TextData.calculate_builtin_embeddings#

TextData.calculate_builtin_embeddings(model: str = 'miniLM', file_path: str = 'embeddings.npy', device: Optional[str] = None, long_sample_behaviour: str = 'average+warn', open_ai_batch_size: int = 500)[source]#

Calculate the built-in embeddings of the dataset.

Parameters
modelstr, default: ‘miniLM’

The model to use for calculating the embeddings. Possible values are: ‘miniLM’: using the miniLM model in the sentence-transformers library. ‘open_ai’: using the ADA model in the open_ai library. Requires an API key.

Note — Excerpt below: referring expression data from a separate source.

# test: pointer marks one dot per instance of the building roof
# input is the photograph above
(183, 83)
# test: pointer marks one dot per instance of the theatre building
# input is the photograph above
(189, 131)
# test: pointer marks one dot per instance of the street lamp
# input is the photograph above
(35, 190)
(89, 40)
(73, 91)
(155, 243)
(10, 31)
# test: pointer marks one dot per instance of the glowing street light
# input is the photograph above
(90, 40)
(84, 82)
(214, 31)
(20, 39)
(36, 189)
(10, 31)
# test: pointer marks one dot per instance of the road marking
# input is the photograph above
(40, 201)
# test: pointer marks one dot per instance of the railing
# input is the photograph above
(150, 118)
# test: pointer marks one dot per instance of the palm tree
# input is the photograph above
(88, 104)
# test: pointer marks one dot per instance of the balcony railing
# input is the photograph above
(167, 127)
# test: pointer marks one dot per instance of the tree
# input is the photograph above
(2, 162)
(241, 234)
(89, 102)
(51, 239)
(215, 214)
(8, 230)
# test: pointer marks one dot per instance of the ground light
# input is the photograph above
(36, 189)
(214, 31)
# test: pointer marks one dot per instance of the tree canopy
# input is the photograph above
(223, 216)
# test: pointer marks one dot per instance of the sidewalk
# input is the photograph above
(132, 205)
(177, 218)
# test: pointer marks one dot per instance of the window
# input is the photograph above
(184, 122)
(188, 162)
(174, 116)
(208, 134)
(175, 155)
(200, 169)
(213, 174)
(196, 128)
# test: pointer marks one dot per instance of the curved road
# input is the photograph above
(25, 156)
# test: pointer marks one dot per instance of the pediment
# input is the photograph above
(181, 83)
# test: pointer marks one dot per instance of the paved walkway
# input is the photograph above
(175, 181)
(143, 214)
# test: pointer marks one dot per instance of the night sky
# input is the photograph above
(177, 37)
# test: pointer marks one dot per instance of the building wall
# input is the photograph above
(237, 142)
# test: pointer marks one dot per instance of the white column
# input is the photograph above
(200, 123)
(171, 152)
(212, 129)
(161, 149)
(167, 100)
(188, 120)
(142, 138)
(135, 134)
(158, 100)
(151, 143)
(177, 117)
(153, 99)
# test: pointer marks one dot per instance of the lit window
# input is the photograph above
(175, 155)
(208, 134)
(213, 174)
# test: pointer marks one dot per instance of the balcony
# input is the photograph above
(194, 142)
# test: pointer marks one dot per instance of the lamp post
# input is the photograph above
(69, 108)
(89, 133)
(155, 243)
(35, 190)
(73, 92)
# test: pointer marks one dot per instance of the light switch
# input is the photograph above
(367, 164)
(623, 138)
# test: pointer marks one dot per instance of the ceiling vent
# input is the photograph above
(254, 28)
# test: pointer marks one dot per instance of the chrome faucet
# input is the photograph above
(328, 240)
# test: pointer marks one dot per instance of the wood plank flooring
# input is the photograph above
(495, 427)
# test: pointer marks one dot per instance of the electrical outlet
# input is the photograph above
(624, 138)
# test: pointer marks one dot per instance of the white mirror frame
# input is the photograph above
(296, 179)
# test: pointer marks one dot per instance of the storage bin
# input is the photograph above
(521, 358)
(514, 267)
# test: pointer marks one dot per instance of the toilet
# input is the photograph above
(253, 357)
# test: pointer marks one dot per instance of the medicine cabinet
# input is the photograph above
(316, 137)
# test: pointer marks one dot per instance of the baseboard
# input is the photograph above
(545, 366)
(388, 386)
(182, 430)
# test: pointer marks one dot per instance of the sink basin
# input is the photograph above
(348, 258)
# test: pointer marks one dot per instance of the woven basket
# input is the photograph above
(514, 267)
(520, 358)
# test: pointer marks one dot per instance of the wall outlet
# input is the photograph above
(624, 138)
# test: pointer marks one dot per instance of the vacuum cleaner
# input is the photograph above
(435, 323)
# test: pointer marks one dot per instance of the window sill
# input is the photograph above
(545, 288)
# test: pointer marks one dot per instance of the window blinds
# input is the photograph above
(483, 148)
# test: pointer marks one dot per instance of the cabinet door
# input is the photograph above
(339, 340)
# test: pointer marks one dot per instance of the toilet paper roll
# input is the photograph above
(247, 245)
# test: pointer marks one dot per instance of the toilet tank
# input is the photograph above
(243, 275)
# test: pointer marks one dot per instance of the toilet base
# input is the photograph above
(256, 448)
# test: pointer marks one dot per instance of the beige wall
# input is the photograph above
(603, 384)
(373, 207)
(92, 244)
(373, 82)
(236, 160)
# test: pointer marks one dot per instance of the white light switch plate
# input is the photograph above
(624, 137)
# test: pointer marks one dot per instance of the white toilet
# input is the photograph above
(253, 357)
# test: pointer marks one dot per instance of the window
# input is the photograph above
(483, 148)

file_pathstr, default: ‘embeddings.npy’

The path to save the embeddings to.

devicestr, default: None

The device to use for calculating the embeddings. If None, the default device will be used.

long_sample_behaviourstr, default ‘average+warn’

How to handle long samples. Averaging is done as described in https://github.com/openai/openai-cookbook/blob/main/examples/Embedding_long_inputs.ipynb Currently, applies only to the ‘open_ai’ model, as the ‘miniLM’ model can handle long samples.

Options are:
  • ‘average+warn’ (default): average the embeddings of the chunks and warn if the sample is too long.

  • ‘average’: average the embeddings of the chunks.

  • ‘truncate’: truncate the sample to the maximum length.

  • ‘raise’: raise an error if the sample is too long.

  • ‘nan’: return an embedding vector of nans for each sample that is too long.

open_ai_batch_sizeint, default 500

The amount of samples to send to open ai in each batch. Reduce if getting errors from open ai.